Cardinal Dulles Lectures on Ignatian Message for 21st CenturyContact: Brian Kluepfel
Avery Cardinal Dulles, S.J., delivered the 36th McGinley Lecture to a capacity crowd at Fordham Preparatory School’s Leonard Theatre on November 29. Cardinal Dulles was introduced by Joseph M. McShane, S.J., president of Fordham, and spoke to an audience including Peter Gerety, former archbishop of Newark and Thomas Daily, former bishop of Brooklyn.
The Cardinal’s theme, "The Ignatian Charism at the Dawn of the Twenty-First Century," spoke to the continued relevance of the Jesuit order in an increasingly fast-paced and secular world. He identified a charism as a “gift of grace for the benefit of others” and said that the Jesuits should continue to abide by the founding principles of Saint Ignatius, the foremost being a “life of evangelical poverty…which is at the heart of all Jesuit apostolates.”

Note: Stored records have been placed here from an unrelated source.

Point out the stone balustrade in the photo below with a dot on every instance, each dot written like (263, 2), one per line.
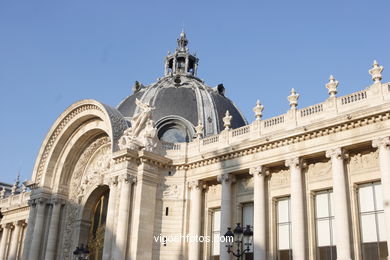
(293, 119)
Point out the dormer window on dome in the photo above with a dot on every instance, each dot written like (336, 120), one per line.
(181, 61)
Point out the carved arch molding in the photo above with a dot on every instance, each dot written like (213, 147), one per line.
(89, 171)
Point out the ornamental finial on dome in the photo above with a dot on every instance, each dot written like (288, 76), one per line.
(182, 42)
(376, 72)
(332, 86)
(293, 99)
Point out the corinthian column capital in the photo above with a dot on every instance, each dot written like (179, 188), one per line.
(382, 142)
(338, 153)
(56, 200)
(127, 178)
(295, 163)
(259, 170)
(225, 178)
(113, 182)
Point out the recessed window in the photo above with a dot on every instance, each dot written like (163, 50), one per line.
(324, 220)
(372, 222)
(175, 130)
(283, 222)
(247, 219)
(215, 233)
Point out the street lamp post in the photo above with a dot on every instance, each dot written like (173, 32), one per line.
(81, 252)
(242, 238)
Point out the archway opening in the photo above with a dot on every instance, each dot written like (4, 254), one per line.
(95, 214)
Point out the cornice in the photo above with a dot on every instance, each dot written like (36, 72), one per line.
(285, 141)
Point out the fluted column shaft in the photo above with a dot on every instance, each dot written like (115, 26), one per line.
(297, 208)
(340, 193)
(29, 230)
(109, 229)
(38, 230)
(4, 240)
(126, 181)
(13, 250)
(226, 210)
(383, 144)
(195, 218)
(259, 213)
(53, 229)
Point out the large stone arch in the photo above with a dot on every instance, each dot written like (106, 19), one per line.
(69, 122)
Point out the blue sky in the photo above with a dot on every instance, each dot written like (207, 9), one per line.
(53, 53)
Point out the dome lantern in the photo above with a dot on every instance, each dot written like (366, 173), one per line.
(181, 61)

Cardinal Dulles said that the Church and Society of Jesus face many of the same challenges that Ignatius and his followers did in the 16th Century: rapid change, “globalization,” a divide between Christendom and Islam, and defections from Catholicism to other forms of Christianity. “The charism is not outdated,” he said. “The Society can be abreast of the times if it adheres to its original ideals.”

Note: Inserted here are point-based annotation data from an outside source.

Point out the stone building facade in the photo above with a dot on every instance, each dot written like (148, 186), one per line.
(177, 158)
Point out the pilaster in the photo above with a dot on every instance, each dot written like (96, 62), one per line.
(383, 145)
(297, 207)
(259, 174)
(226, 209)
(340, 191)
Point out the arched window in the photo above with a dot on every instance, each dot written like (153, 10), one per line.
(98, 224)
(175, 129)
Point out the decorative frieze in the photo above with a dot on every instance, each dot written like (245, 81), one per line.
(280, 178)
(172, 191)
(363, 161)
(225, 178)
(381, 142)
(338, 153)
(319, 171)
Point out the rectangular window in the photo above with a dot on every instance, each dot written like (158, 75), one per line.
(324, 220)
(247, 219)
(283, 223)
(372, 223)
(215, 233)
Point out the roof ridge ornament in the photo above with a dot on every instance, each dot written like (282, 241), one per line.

The lecture coincided with the final week of the Ignatian calendar, and was the last of the Cardinal’s talks concerning the central figures in the founding of the Jesuit order. 2006 also marked a half-century since Cardinal Dulles’ ordination, and his twentieth year at Fordham. It has also been five years since Cardinal Dulles was elevated to the College of Cardinals by Pope John Paul II, the first American–born theologian not a bishop to be honored with the rank. He has been the Laurence J. McGinley Professor of Religion and Society at Fordham since 1988.
Founded in 1841, Fordham is the Jesuit University of New York, offering exceptional education distinguished by the Jesuit tradition to more than 15,600 students in its five undergraduate colleges and its six graduate and professional schools. It has residential campuses in the Bronx, Manhattan and Tarrytown, and the Louis J. Calder Center Biological Field Station in Armonk, N.Y.